Las uñas pueden revelar pistas sobre nuestro estado de salud y, en algunos casos, problemas que aún no han dado síntomas. Un nuevo estudio advierte de que las lúnulas rojas podrían estar relacionadas con enfermedades cardiovasculares, hepáticas o autoinmunes.

La investigación, publicada en la revista American Journal of the Medical Sciences, ha revisado décadas de estudios de casos y concluye que este signo poco frecuente puede estar asociado con afecciones como la insuficiencia cardíaca, la cirrosis hepática, la artritis reumatoide o determinadas enfermedades del tejido conectivo.
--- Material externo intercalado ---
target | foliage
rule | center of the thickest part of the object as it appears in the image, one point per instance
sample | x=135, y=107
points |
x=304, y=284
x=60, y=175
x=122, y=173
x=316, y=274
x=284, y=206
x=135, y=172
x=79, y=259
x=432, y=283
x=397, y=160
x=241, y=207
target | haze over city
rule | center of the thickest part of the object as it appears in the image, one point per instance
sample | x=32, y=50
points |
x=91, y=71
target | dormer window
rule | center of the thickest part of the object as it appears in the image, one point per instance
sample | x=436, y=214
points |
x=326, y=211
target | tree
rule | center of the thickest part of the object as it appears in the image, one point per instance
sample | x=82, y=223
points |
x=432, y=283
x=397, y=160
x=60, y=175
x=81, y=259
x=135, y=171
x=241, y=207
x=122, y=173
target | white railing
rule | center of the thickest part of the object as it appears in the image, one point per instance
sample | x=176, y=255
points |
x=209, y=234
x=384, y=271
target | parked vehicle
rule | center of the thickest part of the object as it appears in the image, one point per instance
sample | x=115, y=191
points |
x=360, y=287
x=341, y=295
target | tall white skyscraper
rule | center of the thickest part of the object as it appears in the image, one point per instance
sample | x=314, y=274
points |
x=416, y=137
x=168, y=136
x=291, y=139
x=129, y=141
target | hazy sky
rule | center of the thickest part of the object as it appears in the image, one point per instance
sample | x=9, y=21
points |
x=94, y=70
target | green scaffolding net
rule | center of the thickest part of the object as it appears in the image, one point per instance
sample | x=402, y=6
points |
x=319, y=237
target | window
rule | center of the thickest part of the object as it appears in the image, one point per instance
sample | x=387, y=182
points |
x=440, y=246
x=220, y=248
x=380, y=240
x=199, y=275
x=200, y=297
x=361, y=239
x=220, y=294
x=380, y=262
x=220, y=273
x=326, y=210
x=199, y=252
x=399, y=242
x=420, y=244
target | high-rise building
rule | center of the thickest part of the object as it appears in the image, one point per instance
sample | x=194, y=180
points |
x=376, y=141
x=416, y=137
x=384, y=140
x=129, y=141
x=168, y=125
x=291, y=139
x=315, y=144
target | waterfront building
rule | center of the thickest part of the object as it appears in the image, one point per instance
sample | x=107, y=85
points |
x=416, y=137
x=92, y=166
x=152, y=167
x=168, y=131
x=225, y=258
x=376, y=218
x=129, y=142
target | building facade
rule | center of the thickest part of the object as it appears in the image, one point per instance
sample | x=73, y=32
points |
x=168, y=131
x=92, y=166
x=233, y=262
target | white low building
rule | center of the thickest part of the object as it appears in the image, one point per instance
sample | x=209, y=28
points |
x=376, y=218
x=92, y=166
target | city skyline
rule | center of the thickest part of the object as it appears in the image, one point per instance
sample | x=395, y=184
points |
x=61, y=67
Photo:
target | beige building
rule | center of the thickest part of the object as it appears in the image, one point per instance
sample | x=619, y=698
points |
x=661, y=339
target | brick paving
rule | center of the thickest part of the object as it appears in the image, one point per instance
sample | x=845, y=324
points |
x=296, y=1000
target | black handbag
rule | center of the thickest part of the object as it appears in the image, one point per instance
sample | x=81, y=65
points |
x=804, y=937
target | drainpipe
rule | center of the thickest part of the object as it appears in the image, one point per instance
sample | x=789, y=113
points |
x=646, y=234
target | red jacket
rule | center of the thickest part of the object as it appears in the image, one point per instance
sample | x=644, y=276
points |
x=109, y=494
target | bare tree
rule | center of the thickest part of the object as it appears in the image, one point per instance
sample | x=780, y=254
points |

Las lúnulas son las pequeñas zonas blanquecinas con forma de media luna que aparecen en la base de las uñas, especialmente visibles en los pulgares. Su función es producir nuevas células de queratina, que formarán el resto de la uña.

Uñas quebradizas | iStock

Lo habitual es que sean blancas, pero en raras ocasiones pueden adquirir un tono rojizo. Los investigadores creen que este cambio podría deberse a una dilatación de los pequeños vasos sanguíneos situados bajo la uña, lo que aumentaría el flujo de sangre en esa zona.

Aunque la causa exacta todavía no está clara, los expertos consideran que este fenómeno podría reflejar la presencia de una enfermedad en otra parte del organismo.

La revisión científica señala que las lúnulas rojas aparecen con mayor frecuencia en personas con:

  • Enfermedades cardiovasculares.
  • Cirrosis y otros trastornos hepáticos.
  • Enfermedades autoinmunes, como la artritis reumatoide.
  • Trastornos reumatológicos.
  • Enfermedades del tejido conectivo.

También se han descrito casos asociados a alopecia areata o intoxicación por monóxido de carbono.

Los investigadores destacan que la presencia de lúnulas rojas en varias uñas a la vez aumenta la probabilidad de que exista un problema de salud sistémico. Si el enrojecimiento aparece solo en una uña, es más frecuente que se deba a una alteración local, como una infección, un hematoma o un tumor bajo la uña.

El estudio también menciona una sencilla prueba: al presionar la lúnula roja, esta puede volverse blanca temporalmente, lo que apoyaría la hipótesis de que el origen está en una alteración vascular.